El aumento del salario mínimo, aunque significativo, no resuelve esta brecha estructural. Y tampoco se distribuye de manera uniforme: “no es lo mismo una maquiladora en la frontera, con cientos de empleados y acceso a cadenas globales, que un taller familiar de manufactura o comercio local”.
En las grandes empresas, los dueños y accionistas concentran la mayor parte de las ganancias; en los negocios pequeños, el patrón suele ganar casi lo mismo que su plantilla.
“El aumento salarial, sin acompañamiento estructural, pega donde no hay margen y deja intacta la desigualdad donde se podría corregir”, explica Samuel.
T-MEC, nearshoring y la trampa del salario bajo
Aunque el aumento del salario mínimo genera una recuperación del poder adquisitivo, México sigue ocupando el mismo lugar en la cadena global: proveedor de mano de obra barata.
Samuel explica que desde la firma del TLCAN en 1994 y ahora bajo el T-MEC, una de las ventajas que México ofrece a inversionistas extranjeros son salarios bajos, costos ambientales reducidos y beneficios fiscales. Nada ha cambiado de fondo. Incluso con los incrementos más recientes, los salarios mexicanos continúan siendo significativamente menores que los de Estados Unidos y Canadá.

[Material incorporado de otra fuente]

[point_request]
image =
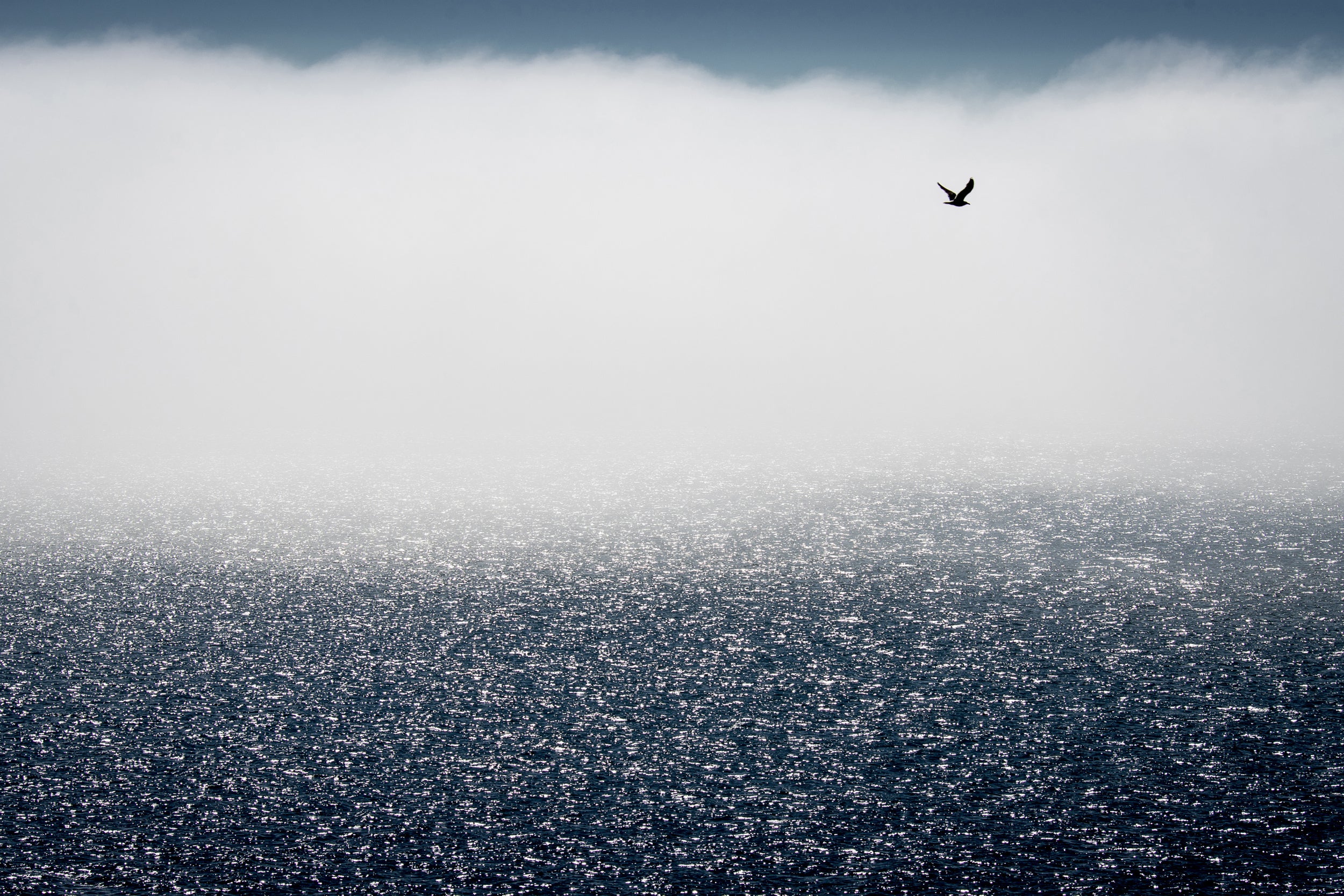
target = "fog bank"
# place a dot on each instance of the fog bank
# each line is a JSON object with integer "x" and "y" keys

Con la llegada del nearshoring, las empresas extranjeras buscan instalarse cerca de su mercado principal, pero sin renunciar a la mano de obra barata. El académico señala un dato revelador: “en los estados del norte, el valor reportado de los productos exportados se multiplica hasta ocho veces al cruzar la aduana. Lo que México produce y paga se revaloriza casi instantáneamente al llegar a Estados Unidos”.
Esa transmisión de valor creado en México y capturado en otro país impide que los salarios reflejen la riqueza generada.
Es así como Samuel concluye que el aumento al salario mínimo, aunque positivo, no modifica la estructura internacional que mantiene a México en un rol subordinado.
Para Samuel, el aumento salarial solo puede traducirse en una reducción real de la pobreza laboral si se atienden tres frentes estructurales que México ha postergado por décadas.
El primero es la democratización sindical: “un sistema marcado por corrupción, pactos políticos y sindicatos charros que debilitan la capacidad de los trabajadores para negociar”. La evidencia, señala, es clara: “cada vez que los sindicatos pierden poder, los salarios se estancan incluso cuando la productividad aumenta, y eso ocurrió justamente en México”.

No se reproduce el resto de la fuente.